锘??xml version="1.0" encoding="utf-8" standalone="yes"?>亚洲国产综合AV在线观看,亚洲AV无码成人精品区日韩,亚洲天天在线日亚洲洲精http://www.tkk7.com/honeybee/category/30619.htmlzh-cnThu, 10 Apr 2008 03:58:35 GMTThu, 10 Apr 2008 03:58:35 GMT60Paper Learning: Data-Intensive Supercomputing: The case for DISChttp://www.tkk7.com/honeybee/articles/191770.htmlsunsunThu, 10 Apr 2008 02:21:00 GMThttp://www.tkk7.com/honeybee/articles/191770.htmlhttp://www.tkk7.com/honeybee/comments/191770.htmlhttp://www.tkk7.com/honeybee/articles/191770.html#Feedback0http://www.tkk7.com/honeybee/comments/commentRss/191770.htmlhttp://www.tkk7.com/honeybee/services/trackbacks/191770.htmlRecently, I have been studying something on DISC, the inspiration for which comes from Google's success that have been used to support search over the worldwide web.
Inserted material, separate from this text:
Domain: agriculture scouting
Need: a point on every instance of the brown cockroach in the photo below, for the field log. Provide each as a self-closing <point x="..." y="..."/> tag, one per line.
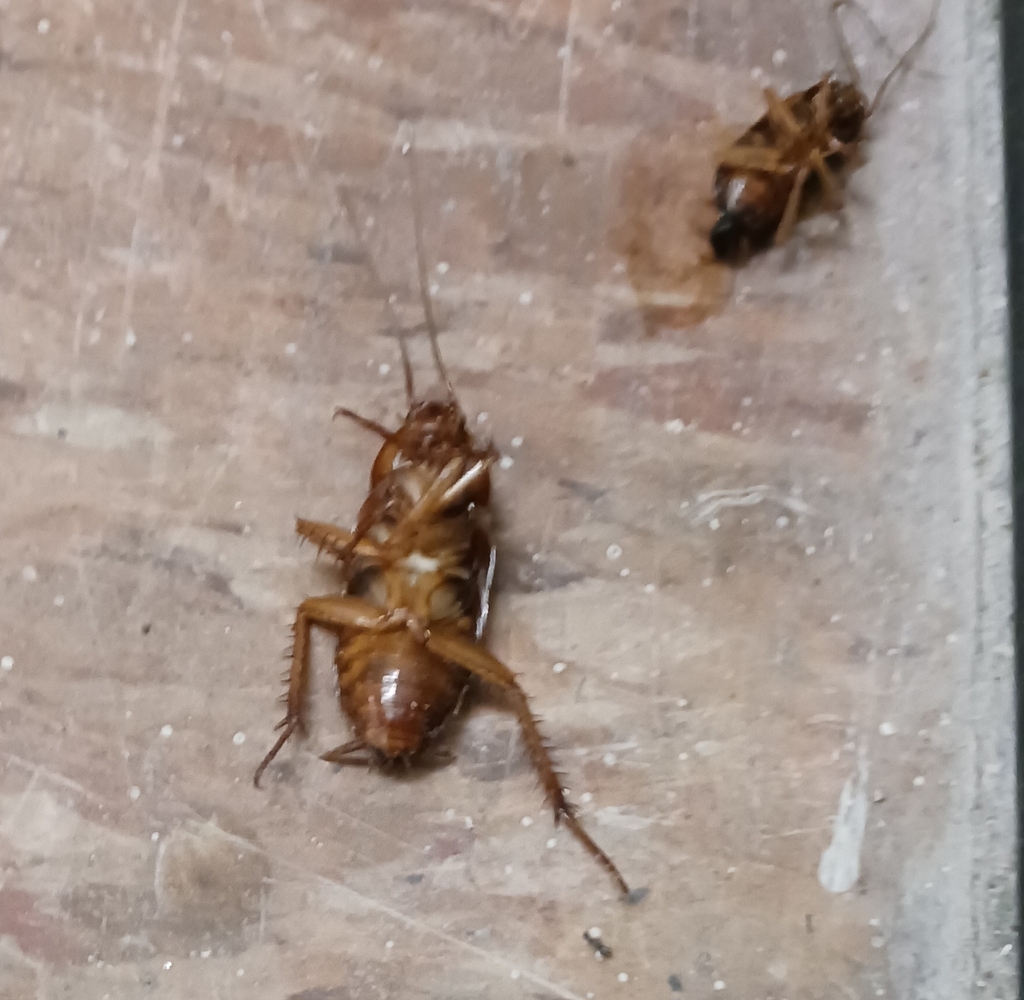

According to learning Data-Intensive Supercomputing: The case for DISC, maybe we can turn the idea of constructing a Google's infrastructure like system into reality, that is DISC.

DISC can be developed as a prototype system of Google's instructure, we can divide it into two types of partitions: one for application development, and the other for system research.
For the program development partitions, we can use available software, such as the open source code from the Hadoop project, to implement the file system and support for application programming.

For the systems research partitions, we can create our own design, studying the different kinds of design patterns. (e.g.: high-end hardware, low-cost component).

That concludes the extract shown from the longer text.